Back in Bentonville, we went to see the Crystal Bridges Art Museum, on the recommendation of some local folks. We had never heard of it and it is a world class museum, built with Walton family donations, of course.

It is built down in a wooded ravine on the north edge of town. You go down eight flights of stairs from the parking lot to get to the entrance. It is entirely free, including parking, guided tours and audio tour headsets.

There are three and a half miles of concrete trails surrounding the museum complex, with outdoor sculptures along the way. There are also lots of nature trails leading off into the woods from the main trails and the concrete trails connect to the city biking and hiking trails. With the Dogwood trees and lots of other flowers in bloom, the trails were really beautiful!

The museum is a series of connected pavilions over two creek-fed ponds. The dining room overlooks the pond in the center of the complex and the other pond on the outside of the complex, and the creek runs along part of the hiking trails.
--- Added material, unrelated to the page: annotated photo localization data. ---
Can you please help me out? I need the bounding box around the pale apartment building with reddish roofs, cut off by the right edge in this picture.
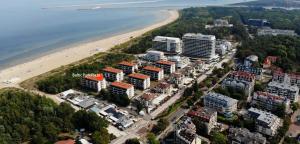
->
[272,71,300,88]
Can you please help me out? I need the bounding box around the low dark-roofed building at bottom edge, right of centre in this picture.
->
[228,128,267,144]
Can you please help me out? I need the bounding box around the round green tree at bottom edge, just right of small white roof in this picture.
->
[92,128,110,144]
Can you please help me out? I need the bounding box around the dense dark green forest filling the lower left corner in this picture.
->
[0,89,110,144]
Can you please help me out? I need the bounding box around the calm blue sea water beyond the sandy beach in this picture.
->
[0,0,253,69]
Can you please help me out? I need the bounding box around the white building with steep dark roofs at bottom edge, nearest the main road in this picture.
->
[173,117,201,144]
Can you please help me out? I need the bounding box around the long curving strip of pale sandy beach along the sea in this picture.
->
[0,10,179,88]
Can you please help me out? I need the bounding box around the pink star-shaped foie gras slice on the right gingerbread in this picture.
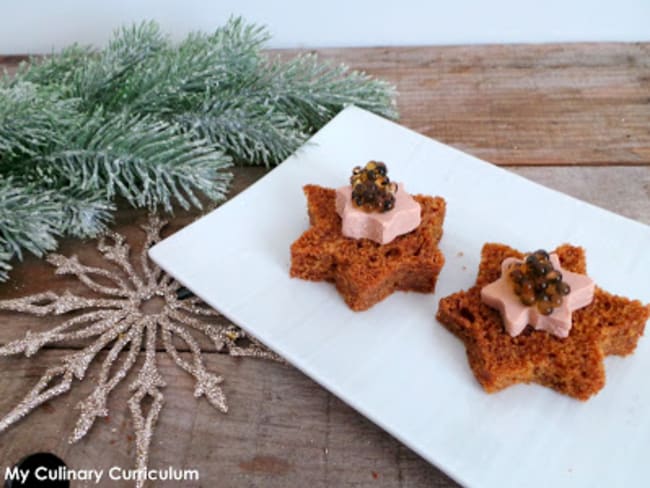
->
[481,254,595,338]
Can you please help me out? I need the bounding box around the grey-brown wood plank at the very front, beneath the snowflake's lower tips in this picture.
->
[0,351,456,488]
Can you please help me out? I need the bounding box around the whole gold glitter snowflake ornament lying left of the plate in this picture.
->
[0,216,279,486]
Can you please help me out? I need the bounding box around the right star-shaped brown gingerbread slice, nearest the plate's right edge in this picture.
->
[437,244,650,400]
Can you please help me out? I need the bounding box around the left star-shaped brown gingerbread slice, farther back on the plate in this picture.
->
[290,185,445,311]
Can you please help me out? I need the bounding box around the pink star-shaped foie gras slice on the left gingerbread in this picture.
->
[336,183,422,244]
This is one of the sculptures along the trail and a little girl about 3 or 4 years old, had stopped to milk the pig. Cute!

This sculpture is called "Tour de Tree". Can you see the bike? There was also a sculpture on the trail that looked somewhat like a small Stone Henge. It was to commemorate hardships endured by American Indians on the Trail of Tears, when they were forced to migrate from their lands to Oklahoma, over a 700 mile march for some of them. Many thousands died of disease, malnutrition and exposure. The Trail of Tears went thru Fayetteville, the Pea Ridge Battlefield and Little Rock, so we have seen lots of pictures and plaques about it. A very sad and regrettable event in our nation's history.
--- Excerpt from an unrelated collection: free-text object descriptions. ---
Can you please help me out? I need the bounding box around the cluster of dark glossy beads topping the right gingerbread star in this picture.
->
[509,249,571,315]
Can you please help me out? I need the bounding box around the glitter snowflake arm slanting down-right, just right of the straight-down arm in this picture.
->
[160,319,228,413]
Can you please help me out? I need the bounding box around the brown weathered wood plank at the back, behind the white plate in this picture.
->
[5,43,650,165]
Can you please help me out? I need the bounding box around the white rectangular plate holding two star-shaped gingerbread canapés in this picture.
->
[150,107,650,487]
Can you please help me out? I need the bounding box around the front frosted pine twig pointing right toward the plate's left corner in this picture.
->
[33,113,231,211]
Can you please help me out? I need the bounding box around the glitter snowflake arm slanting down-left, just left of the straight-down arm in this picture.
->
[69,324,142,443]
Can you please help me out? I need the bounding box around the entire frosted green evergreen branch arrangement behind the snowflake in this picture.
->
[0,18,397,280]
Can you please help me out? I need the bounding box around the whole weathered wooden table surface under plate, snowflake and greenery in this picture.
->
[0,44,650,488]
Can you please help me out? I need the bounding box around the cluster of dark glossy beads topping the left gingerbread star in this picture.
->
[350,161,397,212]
This is an overview of the museum. Everything in the museum seemed to be American related. Scenes of pioneers, American Indians, famous political figures and battles, or done by American artists. We spent a full day here, really a great art museum. John did catch a mistake they had made and let them know. Their was a portrait of Indians doing some kind of dance, that was labeled Ft. Pierre, North Dakota. Of course, for a lot of folks, Dakota is just some place way up north.

Sunday we head further north to Kansas City and Independence.